A few highlights from the meeting and Chairman Powell’s press conference.
• The Fed is determined to bring inflation down to the 2.0% range, as a stable job market depends on price stability. The FOMC statement included a new sentence that said the Federal Reserve is “strongly committed to returning inflation to its 2% objective;” while simultaneously removing the prior language about expecting “inflation to return to its 2% objective and the labor market to remain strong.”
• Based on the updated Summary of Economic Projections, Fed members’ median forecast for fed funds is 3.4% for EOY 2022 and 3.75% for EOY 2023. Compared to the committee’s March forecast, these estimates are up 1.5% and 1.0%, respectively.

• Powell says a 3.8% fed fund’s rate is “certainly in the range of plausible numbers” for the policy rate to get the job done in terms of taking down inflation. But also noted that many of the inflation pressures are out of the Fed’s control: things like the Ukraine war and China lockdowns exacerbating supply chain issues.
• The yield curve steepened after Powell said the next meeting was likely to hike 50bps or 75bps. Before the meeting, the market had almost fully priced in a 75bp hike in July. (He also said the 75bp move was “unusually large” and that such a move won’t be common…)
Market Expectations.
The futures market is currently pricing in about 1.75% of additional tightening this year, putting fed funds at 3.5% by year-end, largely in line with the Fed’s forecast. Interestingly, the market is also pricing in 0.50% of rate cuts in 2023.

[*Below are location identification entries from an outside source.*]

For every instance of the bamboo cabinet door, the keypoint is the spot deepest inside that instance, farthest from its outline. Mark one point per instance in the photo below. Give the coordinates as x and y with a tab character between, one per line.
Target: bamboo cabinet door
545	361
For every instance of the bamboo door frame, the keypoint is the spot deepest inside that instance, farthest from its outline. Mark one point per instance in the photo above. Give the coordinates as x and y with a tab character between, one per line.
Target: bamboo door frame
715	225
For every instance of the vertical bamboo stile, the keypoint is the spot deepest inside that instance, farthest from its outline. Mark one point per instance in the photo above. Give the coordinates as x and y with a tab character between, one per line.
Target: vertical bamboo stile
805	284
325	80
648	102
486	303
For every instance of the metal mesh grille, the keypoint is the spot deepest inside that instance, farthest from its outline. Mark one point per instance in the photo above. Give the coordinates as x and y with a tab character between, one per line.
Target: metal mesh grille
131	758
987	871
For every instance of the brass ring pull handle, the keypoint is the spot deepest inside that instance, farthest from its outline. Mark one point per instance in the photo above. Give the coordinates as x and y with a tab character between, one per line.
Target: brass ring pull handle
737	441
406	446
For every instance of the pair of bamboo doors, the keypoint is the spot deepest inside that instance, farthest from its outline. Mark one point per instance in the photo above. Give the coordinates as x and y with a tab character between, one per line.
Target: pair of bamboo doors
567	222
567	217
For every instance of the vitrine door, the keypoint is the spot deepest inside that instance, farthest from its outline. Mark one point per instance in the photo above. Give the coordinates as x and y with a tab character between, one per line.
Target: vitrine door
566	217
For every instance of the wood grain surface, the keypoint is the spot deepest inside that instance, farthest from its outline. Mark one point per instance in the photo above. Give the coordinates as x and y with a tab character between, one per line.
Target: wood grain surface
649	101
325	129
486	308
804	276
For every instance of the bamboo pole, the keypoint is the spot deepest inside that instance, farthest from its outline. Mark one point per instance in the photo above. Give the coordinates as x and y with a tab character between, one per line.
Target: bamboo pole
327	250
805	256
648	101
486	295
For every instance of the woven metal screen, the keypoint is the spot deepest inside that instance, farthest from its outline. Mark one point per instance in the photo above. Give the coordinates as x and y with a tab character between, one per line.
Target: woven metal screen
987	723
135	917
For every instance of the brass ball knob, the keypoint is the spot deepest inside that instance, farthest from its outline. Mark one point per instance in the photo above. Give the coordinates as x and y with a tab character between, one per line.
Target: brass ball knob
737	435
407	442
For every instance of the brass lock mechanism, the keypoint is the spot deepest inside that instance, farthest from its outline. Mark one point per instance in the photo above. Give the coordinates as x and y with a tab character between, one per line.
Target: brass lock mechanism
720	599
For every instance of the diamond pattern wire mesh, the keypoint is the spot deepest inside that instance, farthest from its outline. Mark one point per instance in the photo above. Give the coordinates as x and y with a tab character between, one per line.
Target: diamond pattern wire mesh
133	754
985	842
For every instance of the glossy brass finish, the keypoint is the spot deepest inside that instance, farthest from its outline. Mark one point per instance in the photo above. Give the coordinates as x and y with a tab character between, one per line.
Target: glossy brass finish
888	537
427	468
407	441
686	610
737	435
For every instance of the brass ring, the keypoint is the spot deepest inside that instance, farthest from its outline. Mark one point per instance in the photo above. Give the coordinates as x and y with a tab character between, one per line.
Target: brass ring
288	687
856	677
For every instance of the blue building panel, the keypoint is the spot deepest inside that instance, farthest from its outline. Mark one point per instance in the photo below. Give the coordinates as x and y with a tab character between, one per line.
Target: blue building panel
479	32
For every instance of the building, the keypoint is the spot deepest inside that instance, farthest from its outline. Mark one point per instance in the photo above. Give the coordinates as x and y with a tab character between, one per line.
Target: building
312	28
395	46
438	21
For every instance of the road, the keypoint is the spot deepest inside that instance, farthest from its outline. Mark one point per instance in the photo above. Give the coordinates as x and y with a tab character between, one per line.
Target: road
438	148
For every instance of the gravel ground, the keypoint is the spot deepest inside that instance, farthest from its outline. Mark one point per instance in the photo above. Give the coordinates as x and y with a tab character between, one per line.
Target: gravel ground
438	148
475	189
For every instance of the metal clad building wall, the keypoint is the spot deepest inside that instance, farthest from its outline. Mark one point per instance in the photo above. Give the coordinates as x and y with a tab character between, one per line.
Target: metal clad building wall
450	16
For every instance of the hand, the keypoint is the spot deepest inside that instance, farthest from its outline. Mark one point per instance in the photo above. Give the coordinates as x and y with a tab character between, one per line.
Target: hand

While we believe the Fed will eventually push the economy into a recession, remember that two consecutive quarters of negative GDP doesn’t determine if we are in a recession. It is usually the case, as the National Bureau of Economic Research (the group in charge of defining US recessions) defines a recession as “a significant decline in economic activity that is spread across the economy and that lasts more than a few months.” That sounds a lot like GDP contracting for about two quarters… But the 2001 recession only had one quarterly GDP contraction…and in the late 1940s GDP contracted for two consecutive quarters without a recession. Those periods are certainly the outliers, as the vast majority of time we’ve seen two consecutive quarters of negative GDP we also have a recession.
We mention this as the first quarter of this year saw GDP contract by 1.6%, and the Atlanta Fed’s GDPNow is currently estimating real GDP to contract another 1.0% in Q2. Are we already in a recession?